Матушка была неграмотной и очень уважала тех, кто умел читать. Жили мы трудно и часто не знали, что будем есть завтра, но она никогда не отказывала мне в просьбе купить книгу или что-то из письменных принадлежностей. Сама труженица, она терпеть не могла, когда дети ленились, но меня, если я не успевал выполнить свои обязанности из-за чтения, никогда не ругала.
Когда однажды на рынок пришел сказитель — шошуды, я улизнул, чтобы послушать его, позабыв про порученную мне работу, и матушка осталась недовольна. В тот же вечер, когда она при свете масляного светильника прошивала для нас одежду на подкладке, я не выдержал и стал пересказывать ей услышанное. Поначалу она слушала нетерпеливо, потому что считала, что сказители — люди несерьезные и делом занимаются недостойным: что они могут сказать доброго? Но мало-помалу мои пересказы увлекли ее, и с тех пор в базарный день она никаких поручений мне не давала, это было молчаливое разрешение пойти на рынок и послушать что-то новенькое. Чтобы отплатить матушке за доброту, а также блеснуть своей прекрасной памятью, я живо и образно пересказывал ей услышанное днем.

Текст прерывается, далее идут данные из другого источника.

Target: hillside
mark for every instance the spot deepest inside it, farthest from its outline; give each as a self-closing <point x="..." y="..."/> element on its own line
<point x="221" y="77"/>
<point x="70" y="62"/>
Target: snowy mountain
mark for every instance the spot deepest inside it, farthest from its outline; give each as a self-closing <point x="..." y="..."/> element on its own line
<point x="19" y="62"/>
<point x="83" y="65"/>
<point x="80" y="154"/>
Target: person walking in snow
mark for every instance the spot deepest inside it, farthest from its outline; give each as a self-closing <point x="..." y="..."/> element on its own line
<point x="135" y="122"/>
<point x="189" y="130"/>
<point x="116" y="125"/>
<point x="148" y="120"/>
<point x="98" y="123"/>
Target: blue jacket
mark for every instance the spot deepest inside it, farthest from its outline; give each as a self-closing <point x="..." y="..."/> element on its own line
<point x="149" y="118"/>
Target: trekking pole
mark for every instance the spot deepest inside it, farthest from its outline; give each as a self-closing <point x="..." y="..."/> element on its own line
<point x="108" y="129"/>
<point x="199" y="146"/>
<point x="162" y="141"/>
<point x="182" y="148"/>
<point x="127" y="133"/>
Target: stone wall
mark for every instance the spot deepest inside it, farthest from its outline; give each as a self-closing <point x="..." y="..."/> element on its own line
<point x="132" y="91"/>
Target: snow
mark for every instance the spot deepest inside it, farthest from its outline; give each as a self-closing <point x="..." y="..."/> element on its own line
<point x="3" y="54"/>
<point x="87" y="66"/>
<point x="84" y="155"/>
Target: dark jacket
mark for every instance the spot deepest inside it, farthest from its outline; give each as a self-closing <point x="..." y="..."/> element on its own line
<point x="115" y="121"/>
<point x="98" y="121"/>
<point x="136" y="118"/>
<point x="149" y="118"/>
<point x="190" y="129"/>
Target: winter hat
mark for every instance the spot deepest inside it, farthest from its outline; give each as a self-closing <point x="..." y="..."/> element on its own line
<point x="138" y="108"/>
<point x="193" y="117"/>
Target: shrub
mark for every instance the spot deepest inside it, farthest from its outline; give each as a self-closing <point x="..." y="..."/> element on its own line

Вскоре меня перестал устраивать простой пересказ историй сказителя, и я стал их приукрашивать. Переделывал на ее вкус, перестраивал сюжет, а иногда даже менял концовку. Слушала меня уже не одна матушка, мою аудиторию составляли и старшие сестры, тетушки и даже бабушка. Бывало, прослушав очередную историю, матушка с глубоким беспокойством говорила, то ли обращаясь ко мне, то ли говоря сама с собой: «Что из тебя получится, когда ты вырастешь, сынок? Неужели такой болтовней будешь себе на жизнь зарабатывать?»
Я понимал, что ее тревожило, потому что в нашей деревне говорливых детей не жаловали, считалось, что они могут однажды навлечь беду и на себя, и на семью. Отчасти похож на меня в детстве маленький говорун из моего рассказа «Быки», которого в деревне терпеть не могли. Матушка часто наказывала мне поменьше молоть языком, она надеялась, что я буду неразговорчивым, правильным ребенком, на которого можно положиться. Однако во мне проснулось не только поразительное умение говорить, это было еще и непреодолимое желание что-то сказать, что, вне сомнения, было очень небезопасно. Мои способности рассказчика приносили матушке радость, но в то же время ее мучили и глубокие сомнения.
Поговорка гласит: «Легче сдвинуть горы или изменить русло реки, чем переделать натуру человека». Несмотря на усердные наставления родителей, я своей природной склонности много говорить не изменил, отсюда, будто в насмешку над самим собой, и мое имя — Мо Янь[2].
Начальную школу я так и не закончил, для тяжелой работы был еще мал, силенок не хватало, вот меня и определили пасти скот на поросшем травой берегу реки. Гоня своих коров и коз мимо школьных ворот, я видел бывших одноклассников, игравших во дворе, и всякий раз на сердце ложилась печаль. Это заставило меня глубоко проникнуться тем, как это тяжело для человека — даже для ребенка — оторваться от коллектива.